Fredrik bug report made me dive a little deeper into compares and contains tests.
Here is a snapshot of what my current version does:
'1' == None 0 u'1' == None 0 '1' == 'aäöü' 0 u'1' == 'aäöü' Traceback (most recent call last): File "<stdin>", line 1, in ? UnicodeError: UTF-8 decoding error: invalid data
'1' in ('a', None, 1) 0 u'1' in ('a', None, 1) 0 '1' in (u'aäöü', None, 1) 0 u'1' in ('aäöü', None, 1) Traceback (most recent call last): File "<stdin>", line 1, in ? UnicodeError: UTF-8 decoding error: invalid data
The decoding errors occur because 'aäöü' is not a valid UTF-8 string (Unicode comparisons coerce both arguments to Unicode by interpreting normal strings as UTF-8 encodings of Unicode).
Question: is this behaviour acceptable or should I go even further and mask decoding errors during compares and contains tests too ?

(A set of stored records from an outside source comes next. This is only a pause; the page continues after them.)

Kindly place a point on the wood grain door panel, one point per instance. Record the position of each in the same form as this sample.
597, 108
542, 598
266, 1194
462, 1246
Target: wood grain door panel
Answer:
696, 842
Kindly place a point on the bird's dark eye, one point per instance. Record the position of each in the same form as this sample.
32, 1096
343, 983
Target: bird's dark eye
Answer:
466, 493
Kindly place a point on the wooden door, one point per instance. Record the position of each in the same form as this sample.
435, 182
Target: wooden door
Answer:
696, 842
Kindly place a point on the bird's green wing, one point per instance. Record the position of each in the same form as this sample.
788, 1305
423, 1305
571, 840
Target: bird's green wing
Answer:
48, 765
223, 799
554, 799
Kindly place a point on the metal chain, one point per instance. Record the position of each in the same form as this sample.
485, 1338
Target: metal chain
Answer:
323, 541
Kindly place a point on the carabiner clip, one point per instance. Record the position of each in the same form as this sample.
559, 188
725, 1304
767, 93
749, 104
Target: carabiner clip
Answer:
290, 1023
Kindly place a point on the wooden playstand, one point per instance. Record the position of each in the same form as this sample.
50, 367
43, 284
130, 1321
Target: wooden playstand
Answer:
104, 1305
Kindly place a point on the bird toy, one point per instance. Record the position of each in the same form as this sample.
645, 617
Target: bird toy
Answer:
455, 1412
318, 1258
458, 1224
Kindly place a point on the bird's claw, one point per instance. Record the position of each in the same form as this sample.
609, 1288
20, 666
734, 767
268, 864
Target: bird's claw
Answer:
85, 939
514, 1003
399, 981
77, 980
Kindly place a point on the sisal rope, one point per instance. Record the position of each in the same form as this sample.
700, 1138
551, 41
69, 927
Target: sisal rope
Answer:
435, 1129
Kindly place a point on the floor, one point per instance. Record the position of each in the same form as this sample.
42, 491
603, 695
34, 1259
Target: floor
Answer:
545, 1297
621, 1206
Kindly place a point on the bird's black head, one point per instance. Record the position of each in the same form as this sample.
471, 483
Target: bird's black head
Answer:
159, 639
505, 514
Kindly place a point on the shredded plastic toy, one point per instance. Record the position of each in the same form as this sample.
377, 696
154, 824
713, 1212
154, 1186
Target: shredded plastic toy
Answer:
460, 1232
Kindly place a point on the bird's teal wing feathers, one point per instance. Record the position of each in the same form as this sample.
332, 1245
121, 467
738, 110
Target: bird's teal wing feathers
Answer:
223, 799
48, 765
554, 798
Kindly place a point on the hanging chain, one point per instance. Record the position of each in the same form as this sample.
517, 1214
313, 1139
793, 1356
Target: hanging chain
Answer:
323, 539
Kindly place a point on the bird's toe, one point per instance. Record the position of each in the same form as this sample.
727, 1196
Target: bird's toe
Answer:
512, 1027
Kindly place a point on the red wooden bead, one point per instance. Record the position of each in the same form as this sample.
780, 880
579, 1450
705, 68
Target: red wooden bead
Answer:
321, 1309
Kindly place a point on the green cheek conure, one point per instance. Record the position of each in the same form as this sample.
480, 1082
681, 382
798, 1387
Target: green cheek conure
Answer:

I think this is right -- I expect it will catch more errors than it will cause. This made me go out and see what happens if you compare a numeric class instance (one that defines __int__) to another int -- it doesn't even call the __int__ method! This should be fixed in 1.7 when we do the smart comparisons and rich coercions (or was it the other way around? :-). --Guido van Rossum (home page: http://www.python.org/~guido/)